Verse > Anthologies > William McCarty, ed. > The American National Song Book
William McCarty, comp.  The American National Song Book.  1842.
A Sailor’s Elegy, on the Fate of the Wasp
O! WHEN, in some illustrious fight,
  Stout warriors yield at Fate’s rude call,
They fall, like shooting stars at night,
  And brighten as they fall.
A thousand tongues their deeds relate,        5
  And with the story never tire,
A country mourns their noble fate,
  And ladies weep, and men admire.
But dreary is the fate of those
  I mourn, in this rough sailor strain,        10
Who perish’d—how, no mortal knows,
  And perish’d all in vain.
Who in our country cannot tell
  How Blakeley brought the red-cross low,
And twice triumphantly did quell        15
  The prowess of a valiant foe?
Who has not heard of his brave men,
  All valiant hearts of sterling gold
Who braved the lion in his den,
  And turn’d his hot blood into cold?        20
Who has not wish’d that they were here,
  Escaped the ocean’s perils rude,
To share our country’s welcome cheer,
  And reap a nation’s gratitude?
But they will never come again        25
  To claim the welcome of their home;
Affection looks for them in vain;
  Too surely they will never come.
Far distant from their native land
  They perish’d in the yawning deep,        30
Where there was none to stretch a hand,
  And none their fate to weep.
No ear their dreary-drowning cry
  Heard o’er the desert wave;
Their dying struggle met no eye,        35
  No friendly aid to save.
And when they perish’d none can tell,
  Nor where their bones are laid—
The spot Affection loves so well,
  No mourner’s step will tread.        40
No tender friend will ever go
  To seek the spot where they abide,
Nor child, or widow, full of wo,
  Tell how, and when, and where they died.
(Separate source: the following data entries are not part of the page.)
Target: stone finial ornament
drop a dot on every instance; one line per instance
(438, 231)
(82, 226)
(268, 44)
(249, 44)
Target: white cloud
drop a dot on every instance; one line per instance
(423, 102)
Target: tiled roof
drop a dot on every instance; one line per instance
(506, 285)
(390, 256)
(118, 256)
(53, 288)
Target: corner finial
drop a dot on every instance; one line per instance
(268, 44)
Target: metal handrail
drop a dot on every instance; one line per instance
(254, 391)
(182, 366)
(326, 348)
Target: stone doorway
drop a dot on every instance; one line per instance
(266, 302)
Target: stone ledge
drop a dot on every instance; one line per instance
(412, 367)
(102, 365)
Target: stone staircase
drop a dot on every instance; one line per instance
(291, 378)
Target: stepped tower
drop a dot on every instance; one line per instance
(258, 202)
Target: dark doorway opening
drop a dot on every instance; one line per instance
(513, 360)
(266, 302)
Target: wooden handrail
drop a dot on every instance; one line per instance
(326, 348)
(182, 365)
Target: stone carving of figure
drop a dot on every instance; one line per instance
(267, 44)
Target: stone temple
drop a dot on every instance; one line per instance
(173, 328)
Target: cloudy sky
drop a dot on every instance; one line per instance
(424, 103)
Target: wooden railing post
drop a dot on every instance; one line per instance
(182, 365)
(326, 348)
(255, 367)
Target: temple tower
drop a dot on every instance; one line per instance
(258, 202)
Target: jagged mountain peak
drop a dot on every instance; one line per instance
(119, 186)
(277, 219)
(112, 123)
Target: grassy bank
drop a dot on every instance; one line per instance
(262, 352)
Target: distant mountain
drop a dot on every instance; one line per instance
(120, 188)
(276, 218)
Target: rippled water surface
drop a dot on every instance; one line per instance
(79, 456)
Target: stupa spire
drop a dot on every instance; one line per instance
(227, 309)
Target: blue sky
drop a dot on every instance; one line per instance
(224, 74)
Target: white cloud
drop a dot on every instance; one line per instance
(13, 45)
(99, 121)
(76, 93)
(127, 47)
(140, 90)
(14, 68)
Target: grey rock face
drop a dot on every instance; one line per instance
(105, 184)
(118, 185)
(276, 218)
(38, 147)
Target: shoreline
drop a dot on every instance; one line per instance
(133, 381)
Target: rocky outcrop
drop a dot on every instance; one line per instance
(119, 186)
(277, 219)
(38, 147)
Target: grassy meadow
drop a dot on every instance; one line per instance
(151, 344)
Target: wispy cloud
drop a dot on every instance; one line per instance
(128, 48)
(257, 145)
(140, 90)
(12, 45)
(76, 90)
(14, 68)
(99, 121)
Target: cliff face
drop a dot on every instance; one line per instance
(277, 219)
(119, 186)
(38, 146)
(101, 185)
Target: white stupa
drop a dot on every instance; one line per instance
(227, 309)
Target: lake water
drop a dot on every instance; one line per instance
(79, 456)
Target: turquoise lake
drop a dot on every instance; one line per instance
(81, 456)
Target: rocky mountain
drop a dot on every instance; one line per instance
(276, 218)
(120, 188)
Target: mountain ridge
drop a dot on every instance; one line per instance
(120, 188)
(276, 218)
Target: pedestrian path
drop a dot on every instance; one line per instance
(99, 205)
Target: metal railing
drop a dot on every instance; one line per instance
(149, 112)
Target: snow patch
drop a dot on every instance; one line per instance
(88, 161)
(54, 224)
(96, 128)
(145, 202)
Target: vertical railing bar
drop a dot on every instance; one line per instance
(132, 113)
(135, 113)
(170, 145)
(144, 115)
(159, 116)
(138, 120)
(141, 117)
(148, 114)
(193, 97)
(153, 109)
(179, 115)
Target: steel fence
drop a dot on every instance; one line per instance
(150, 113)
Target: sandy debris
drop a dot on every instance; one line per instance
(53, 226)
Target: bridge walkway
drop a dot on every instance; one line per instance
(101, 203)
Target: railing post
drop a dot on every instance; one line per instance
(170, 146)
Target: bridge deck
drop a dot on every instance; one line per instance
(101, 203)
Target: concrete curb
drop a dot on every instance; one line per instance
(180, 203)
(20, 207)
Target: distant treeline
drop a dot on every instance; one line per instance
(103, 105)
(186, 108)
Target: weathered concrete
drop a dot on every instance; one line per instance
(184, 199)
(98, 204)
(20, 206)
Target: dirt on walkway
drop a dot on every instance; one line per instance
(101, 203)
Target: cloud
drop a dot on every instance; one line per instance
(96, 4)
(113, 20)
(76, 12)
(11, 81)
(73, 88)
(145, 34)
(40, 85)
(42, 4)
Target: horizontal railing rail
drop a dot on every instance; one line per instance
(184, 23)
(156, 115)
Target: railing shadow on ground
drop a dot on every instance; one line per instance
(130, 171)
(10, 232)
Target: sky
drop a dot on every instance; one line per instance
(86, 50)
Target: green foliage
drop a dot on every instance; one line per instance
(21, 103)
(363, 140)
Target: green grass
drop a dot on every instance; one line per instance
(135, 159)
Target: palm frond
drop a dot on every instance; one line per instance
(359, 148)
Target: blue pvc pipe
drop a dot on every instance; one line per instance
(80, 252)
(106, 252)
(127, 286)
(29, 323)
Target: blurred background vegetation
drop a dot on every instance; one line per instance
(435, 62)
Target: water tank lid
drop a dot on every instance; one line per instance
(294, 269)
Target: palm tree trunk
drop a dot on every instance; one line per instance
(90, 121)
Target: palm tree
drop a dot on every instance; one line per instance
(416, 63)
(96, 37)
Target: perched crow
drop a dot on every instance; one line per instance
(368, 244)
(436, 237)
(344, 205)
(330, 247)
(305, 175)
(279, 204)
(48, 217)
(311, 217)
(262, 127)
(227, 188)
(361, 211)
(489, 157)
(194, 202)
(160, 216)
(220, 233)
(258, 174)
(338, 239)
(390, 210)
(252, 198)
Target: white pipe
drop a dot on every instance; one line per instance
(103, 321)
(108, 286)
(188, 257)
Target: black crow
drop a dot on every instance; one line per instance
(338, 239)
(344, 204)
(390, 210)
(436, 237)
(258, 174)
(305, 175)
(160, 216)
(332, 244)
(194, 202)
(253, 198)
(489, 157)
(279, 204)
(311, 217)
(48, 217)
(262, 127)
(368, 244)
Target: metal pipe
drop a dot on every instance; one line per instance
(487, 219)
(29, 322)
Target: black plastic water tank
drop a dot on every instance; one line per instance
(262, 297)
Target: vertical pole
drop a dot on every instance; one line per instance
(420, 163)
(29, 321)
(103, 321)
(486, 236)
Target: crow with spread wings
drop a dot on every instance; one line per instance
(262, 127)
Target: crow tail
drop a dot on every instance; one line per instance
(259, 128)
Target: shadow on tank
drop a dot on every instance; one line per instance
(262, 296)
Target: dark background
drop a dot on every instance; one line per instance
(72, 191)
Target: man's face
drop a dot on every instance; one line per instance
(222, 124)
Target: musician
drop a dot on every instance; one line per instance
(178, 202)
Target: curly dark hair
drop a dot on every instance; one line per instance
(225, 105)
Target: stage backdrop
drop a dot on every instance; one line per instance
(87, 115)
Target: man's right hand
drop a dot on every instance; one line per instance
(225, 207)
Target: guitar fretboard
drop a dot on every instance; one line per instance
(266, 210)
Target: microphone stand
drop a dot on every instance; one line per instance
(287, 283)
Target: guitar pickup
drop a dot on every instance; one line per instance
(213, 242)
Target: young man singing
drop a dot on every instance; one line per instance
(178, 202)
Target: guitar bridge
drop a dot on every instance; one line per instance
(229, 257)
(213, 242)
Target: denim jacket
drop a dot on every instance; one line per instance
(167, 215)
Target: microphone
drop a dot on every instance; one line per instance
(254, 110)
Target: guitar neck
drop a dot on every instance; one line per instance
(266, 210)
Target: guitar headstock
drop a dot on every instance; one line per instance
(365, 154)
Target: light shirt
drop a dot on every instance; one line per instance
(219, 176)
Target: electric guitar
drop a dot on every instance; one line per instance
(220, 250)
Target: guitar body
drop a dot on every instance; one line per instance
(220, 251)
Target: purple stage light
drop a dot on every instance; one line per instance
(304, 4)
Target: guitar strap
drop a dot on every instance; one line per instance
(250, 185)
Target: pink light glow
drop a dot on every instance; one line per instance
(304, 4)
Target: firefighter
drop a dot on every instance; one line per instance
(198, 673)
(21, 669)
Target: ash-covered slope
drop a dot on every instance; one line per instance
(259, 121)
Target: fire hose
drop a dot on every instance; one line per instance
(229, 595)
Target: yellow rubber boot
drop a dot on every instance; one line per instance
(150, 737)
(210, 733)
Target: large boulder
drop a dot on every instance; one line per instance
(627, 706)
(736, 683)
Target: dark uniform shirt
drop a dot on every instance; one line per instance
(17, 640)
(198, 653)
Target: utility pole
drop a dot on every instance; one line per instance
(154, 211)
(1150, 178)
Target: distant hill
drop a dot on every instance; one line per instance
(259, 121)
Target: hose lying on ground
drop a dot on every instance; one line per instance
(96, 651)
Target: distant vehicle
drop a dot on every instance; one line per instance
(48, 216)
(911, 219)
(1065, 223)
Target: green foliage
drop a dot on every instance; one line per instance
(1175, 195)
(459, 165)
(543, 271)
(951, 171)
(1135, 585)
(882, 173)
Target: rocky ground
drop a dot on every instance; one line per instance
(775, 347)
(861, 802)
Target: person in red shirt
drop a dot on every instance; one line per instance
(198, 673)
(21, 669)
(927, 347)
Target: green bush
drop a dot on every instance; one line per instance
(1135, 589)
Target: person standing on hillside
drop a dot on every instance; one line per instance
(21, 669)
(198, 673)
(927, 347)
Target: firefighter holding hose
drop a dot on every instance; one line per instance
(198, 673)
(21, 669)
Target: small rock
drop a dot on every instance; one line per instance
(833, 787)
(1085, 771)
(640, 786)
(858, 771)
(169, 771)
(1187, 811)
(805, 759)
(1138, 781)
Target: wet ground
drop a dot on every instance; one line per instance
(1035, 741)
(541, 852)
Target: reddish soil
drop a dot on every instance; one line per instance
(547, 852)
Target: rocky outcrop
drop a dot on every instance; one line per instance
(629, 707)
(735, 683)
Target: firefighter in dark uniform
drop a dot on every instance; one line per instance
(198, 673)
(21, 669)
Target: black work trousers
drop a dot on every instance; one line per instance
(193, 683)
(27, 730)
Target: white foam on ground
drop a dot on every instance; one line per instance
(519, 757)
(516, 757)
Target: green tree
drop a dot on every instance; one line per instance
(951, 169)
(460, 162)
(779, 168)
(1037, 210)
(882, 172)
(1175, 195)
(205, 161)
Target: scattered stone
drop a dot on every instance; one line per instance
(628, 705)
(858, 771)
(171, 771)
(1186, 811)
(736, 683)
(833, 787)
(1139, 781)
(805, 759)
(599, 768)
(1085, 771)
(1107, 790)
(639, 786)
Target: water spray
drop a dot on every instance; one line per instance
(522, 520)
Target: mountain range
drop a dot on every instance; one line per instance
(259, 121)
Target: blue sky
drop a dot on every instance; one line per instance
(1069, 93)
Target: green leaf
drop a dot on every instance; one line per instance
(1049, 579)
Alas! they have no church-yard grave,        45
  No mound to mark the spot;
They moulder in the deep, deep wave,
  Just where—it matters not.
They perish’d far away from home,
  A few will weep these sailors bold,        50
For e’er the certain news shall come,
  Our feelings will grow cold.
By slow degrees hope will expire,
  And when the anxious feeling’s o’er,
Stale Memory will quench her fire,        55
  And sorrow be no more!
Save where some pale and widow’d one,
  By grief, or madness cross’d,
Shall cling to one dear hope alone,
  And hope, though hope were lost.        60
By fond imagination led,
  Or ideal visions driven,
O! she will ne’er believe him dead,
  Till they do meet in heaven.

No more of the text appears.